More interestingly, the memory access for Day 15 could be optimized even more (as found in Voltara’s solution)! For that day, the solution is storing a history of previously spoken numbers and the turns they were spoken in. There are two pieces of knowledge that this history provides: (1) has the number been spoken before, and if so, (2) during which turn. Extracting the (1) into its own bitset provides the opportunity to access the memory faster (due to smaller size) and in many cases allows to skip accessing the (2) altogether. Implementing this in my solution reduces the runtime from 450 ms to 325 ms.

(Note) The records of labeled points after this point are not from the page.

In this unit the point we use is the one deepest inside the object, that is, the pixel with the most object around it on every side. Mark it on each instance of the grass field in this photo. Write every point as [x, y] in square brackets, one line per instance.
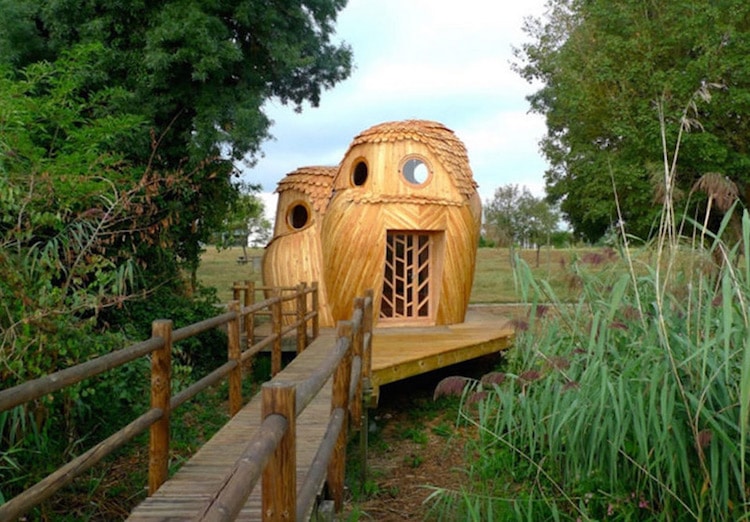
[493, 280]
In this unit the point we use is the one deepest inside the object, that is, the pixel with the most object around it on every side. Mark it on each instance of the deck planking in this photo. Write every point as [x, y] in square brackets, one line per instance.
[402, 352]
[195, 483]
[397, 353]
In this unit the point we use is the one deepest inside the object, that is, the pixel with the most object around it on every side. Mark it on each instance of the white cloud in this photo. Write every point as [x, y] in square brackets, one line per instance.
[433, 59]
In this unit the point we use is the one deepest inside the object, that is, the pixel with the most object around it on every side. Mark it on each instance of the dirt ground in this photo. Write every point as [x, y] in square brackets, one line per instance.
[414, 448]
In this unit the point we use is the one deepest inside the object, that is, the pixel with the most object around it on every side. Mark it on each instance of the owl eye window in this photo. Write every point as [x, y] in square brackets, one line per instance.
[298, 216]
[359, 174]
[415, 170]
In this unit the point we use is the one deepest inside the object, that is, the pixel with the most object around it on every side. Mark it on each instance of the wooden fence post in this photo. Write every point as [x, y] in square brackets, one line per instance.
[301, 313]
[235, 354]
[316, 308]
[280, 474]
[340, 399]
[358, 342]
[249, 318]
[276, 321]
[367, 326]
[161, 391]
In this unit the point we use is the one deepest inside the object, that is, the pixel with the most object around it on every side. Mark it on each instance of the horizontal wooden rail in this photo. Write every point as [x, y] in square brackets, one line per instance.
[345, 364]
[48, 486]
[156, 418]
[246, 472]
[32, 390]
[309, 488]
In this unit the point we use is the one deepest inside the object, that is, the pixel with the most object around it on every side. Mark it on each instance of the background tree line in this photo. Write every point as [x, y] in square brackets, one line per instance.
[121, 128]
[620, 81]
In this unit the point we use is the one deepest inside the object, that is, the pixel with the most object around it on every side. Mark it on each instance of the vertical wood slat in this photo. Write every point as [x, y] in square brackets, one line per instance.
[340, 399]
[161, 390]
[279, 488]
[316, 308]
[276, 314]
[367, 325]
[249, 318]
[301, 323]
[235, 354]
[355, 408]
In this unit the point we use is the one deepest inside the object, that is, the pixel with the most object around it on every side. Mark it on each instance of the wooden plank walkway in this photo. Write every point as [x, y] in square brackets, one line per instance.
[397, 353]
[402, 352]
[183, 495]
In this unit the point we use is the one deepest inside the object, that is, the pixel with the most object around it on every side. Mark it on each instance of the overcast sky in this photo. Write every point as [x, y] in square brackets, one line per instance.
[441, 60]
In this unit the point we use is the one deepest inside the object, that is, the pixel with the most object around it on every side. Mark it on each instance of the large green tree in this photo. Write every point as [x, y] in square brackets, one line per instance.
[193, 74]
[613, 75]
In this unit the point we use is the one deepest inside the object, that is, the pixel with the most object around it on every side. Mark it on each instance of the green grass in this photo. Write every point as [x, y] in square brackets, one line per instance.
[630, 404]
[494, 280]
[219, 269]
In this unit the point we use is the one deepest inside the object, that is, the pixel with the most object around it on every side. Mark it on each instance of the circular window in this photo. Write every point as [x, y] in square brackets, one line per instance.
[298, 216]
[359, 176]
[415, 171]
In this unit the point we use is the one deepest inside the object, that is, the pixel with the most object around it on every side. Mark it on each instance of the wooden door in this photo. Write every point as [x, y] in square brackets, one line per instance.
[407, 277]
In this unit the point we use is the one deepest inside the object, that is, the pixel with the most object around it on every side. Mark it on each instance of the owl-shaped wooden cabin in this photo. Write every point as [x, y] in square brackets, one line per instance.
[294, 254]
[403, 219]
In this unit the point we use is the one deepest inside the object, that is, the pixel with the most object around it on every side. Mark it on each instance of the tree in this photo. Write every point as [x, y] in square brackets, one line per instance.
[516, 216]
[607, 72]
[246, 223]
[193, 75]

Overall, I’ve learned that it’s extremely beneficial to understand the data you are working with. As Abrash writes, “know your data” and “[a major] speedup [was achieved] by storing and processing the data in a manner appropriate for the typical nature of the data itself” [ref]. Similarly, during Day 1, the typical nature of the data allowed to skip some calculations completely. And in Day 15 processing benefited from dividing the data into two separate arrays for faster access to the important parts.

Next, the compiler is your friend and can optimize the solutions to great extent, if allowed to do so. The limitation here is that it can only do so based on the data available during compile time. Explicitly defining the constraints in the code (such as 32-char processing window in Day 3) produces better assembly suitable for specific purpose, as opposed to letting the compiler generate code to handle all possible values of std::vector<T>::size().

Finally, not all problems/tasks are the same. In the first post, I found that carefully specifying the data size had no effect on the performance in this project, based on the experience of specific days. Meanwhile, the other days came (Day 15 and 23) that actually benefited from such optimizations. In the future, it would be important to pay attention to what exactly one should optimize (e.g., memory accesses as in Day 09, memory throughput as in Day 15/23, instruction per memory access ratio as in Day 03).